Otra cosa es la obviedad de que hay privilegios insostenibles, como remodelaciones absurdas de oficinas, bonos millonarios discrecionales, seguros de gastos médicos privados, cuando lo que sería exigible sería una mejora sustancial en la calidad de los servicios de la seguridad social que presta el ISSSTE. Sin duda hay mucho margen para el ahorro y el recorte, pero la imagen que parece tener el próximo presidente de la burocracia es la de una partida de inútiles a la que se debe poner a trabajar, cuando en la mayoría de los casos esto no es cierto. El disparate de extender la jornada laboral para el personal de confianza a los sábados, con las consecuencias ambientales y sociales que ello puede acarrear, solo se entiende desde una perspectiva de desprecio por sus derechos laborales que no toma en cuenta la vida familiar y que afectaría especialmente a las mujeres.
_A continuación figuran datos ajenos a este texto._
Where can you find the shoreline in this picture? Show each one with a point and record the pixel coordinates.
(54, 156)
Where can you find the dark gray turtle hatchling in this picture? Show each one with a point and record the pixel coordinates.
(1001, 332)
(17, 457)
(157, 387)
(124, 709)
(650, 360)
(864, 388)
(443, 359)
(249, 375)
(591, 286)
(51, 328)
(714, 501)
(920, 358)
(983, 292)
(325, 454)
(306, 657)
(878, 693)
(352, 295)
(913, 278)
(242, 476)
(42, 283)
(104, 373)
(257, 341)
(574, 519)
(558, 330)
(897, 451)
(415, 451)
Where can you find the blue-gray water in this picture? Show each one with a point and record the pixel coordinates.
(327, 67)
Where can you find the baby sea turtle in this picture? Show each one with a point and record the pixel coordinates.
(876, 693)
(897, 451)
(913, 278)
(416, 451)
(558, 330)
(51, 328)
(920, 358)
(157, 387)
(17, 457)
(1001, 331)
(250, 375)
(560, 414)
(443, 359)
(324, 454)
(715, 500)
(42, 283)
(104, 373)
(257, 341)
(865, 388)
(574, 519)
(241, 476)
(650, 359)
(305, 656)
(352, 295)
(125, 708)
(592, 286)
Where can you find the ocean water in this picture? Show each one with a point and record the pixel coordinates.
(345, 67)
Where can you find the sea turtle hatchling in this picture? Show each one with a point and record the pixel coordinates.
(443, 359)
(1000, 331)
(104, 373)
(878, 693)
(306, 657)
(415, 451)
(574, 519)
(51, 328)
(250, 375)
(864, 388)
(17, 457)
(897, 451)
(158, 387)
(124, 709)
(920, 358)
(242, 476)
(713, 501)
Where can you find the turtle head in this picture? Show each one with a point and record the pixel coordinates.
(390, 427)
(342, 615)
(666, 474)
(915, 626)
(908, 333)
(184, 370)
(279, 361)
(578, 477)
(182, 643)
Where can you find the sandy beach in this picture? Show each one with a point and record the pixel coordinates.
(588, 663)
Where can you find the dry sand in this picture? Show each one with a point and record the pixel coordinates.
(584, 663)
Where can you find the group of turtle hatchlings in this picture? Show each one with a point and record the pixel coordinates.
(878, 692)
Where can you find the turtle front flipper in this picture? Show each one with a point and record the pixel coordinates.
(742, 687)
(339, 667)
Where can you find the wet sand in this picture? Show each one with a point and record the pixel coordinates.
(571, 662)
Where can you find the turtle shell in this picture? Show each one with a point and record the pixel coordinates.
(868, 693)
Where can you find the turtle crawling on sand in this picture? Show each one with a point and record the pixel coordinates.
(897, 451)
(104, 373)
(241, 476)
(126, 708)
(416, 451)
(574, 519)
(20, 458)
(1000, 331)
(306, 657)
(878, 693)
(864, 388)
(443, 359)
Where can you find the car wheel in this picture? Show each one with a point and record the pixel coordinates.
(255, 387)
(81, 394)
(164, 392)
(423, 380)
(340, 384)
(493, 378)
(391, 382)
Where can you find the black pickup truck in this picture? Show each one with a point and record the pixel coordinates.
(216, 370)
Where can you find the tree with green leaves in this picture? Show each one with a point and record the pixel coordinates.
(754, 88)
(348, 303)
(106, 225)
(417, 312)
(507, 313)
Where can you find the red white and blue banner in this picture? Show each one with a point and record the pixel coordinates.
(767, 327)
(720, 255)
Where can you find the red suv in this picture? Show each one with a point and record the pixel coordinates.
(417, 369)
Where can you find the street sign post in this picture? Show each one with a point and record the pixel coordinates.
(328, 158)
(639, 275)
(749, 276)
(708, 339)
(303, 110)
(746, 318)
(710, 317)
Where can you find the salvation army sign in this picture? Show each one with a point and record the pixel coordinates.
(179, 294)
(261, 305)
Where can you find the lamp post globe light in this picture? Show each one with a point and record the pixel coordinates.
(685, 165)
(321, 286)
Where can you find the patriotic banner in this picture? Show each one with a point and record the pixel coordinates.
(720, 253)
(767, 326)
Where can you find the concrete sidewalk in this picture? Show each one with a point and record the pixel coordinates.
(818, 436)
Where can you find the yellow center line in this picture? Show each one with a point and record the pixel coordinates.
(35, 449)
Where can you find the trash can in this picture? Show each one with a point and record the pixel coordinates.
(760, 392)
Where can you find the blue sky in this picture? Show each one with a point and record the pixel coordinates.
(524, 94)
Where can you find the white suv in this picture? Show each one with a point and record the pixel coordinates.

En el proyecto de López Obrado no hay una palabra sobre el más relevante de los temas pendientes que debería enfrentar una auténtica reforma de la administración: la consolidación del servicio profesional de carrera, para convertirlo en la auténtica espina dorsal del Estado. La reforma de la ley de 2003 –para cerrar los resquicios que la han convertido en una simulación, de manera que, ahora sí, se acabe con el sistema en el cual el empleo público no es más que un botín político a repartir entre los allegados de los ganadores– es el cambio sustancial que al próximo presidente parece no importarle en lo más mínimo. La duda que me surge es, entonces, si todo lo planteado no es sino un subterfugio para purgar a la burocracia y no un auténtico proyecto renovador.

Jorge Javier Romero Vadillo
Politólogo. Profesor – investigador del departamento de Política y Cultura de la UAM Xochimilco.